ОПУХОЛИ ПОЛОВОГО ЧЛЕНА
Доброкачественные опухоли. Доброкачественные новообразования полового члена делятся на эпителиальные и неэпителиальные. Неэпителиальные доброкачественные опухоли полового члена встречаются довольно редко и могут происходить из любой ткани.
Это гемангиомы, лимфангиомы, нейрофибромы, фибромы, липомы, миомы, энхо- ндромы кавернозных тел и др. Диагностика основывается на визуальном исследовании, пальпации и биопсии. Заболевание может вызывать косметический дефект, искривление полового члена, боли, реже — нарушение эрекции. C дифференциальнодиагностической целью показано гистологическое исследование биопсийного материала. Наличие доброкачественной опухоли позволяет проводить органосохраняющее хирургическое лечение (иссечение ее в пределах здоровых тканей). Большинство эпителиальных опухолей полового члена расцениваются как предраковые заболевания.

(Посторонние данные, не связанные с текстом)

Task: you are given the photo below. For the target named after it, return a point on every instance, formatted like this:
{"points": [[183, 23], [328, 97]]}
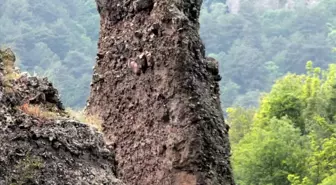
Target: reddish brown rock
{"points": [[158, 95]]}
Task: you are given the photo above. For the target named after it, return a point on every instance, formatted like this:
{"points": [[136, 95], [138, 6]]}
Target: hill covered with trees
{"points": [[255, 46], [285, 136], [290, 138]]}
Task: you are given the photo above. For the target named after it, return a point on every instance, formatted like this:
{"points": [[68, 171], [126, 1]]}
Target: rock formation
{"points": [[158, 95], [43, 146]]}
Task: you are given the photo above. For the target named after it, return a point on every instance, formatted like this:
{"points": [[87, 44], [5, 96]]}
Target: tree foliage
{"points": [[291, 138]]}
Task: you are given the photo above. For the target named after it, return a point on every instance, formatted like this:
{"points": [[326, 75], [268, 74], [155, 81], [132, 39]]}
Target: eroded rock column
{"points": [[158, 95]]}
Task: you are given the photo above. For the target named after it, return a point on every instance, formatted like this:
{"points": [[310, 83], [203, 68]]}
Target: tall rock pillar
{"points": [[158, 95]]}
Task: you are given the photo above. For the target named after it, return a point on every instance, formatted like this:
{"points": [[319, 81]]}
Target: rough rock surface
{"points": [[35, 150], [158, 94]]}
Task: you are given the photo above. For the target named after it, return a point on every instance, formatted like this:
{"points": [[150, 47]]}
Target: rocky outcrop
{"points": [[41, 148], [158, 94]]}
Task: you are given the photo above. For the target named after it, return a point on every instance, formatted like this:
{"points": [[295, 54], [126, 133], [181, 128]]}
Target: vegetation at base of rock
{"points": [[26, 170], [91, 120], [291, 137]]}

Папилломы — наиболее часто встречающиеся эпителиальные новообразования. Среди папиллом могут быть выделены вирусные и невирусные. Вирусные папилломы, или остроконечные кондиломы, представляют, в сущности, самостоятельную венерическую болезнь [Баженова А. А., Шабад А. Л., 1975]. Вирусная природа остроконечных кондилом была доказана прививкой бесклеточного фильтрата. Контагиозность и распространение этого заболевания половым путем подтверждены Б. A. Teo- харовым (1962), А. Л. Шабадом (1963). Из-за длительности инкубационного периода, который составляет от 1 до 6 мес, не всегда представляется возможность установить источник заражения. Диагностика заболевания не представляет трудностей. Вирусные папилломы появляются у мужчин спустя 1—6 мес после случайной половой связи. Остроконечные кондиломы развиваются на головке полового члена и на внутреннем листке крайней плоти. Преимущественное место их локализации — венечная борозда, область уздечки, наружное отверстие уретры, ладьевидная ямка.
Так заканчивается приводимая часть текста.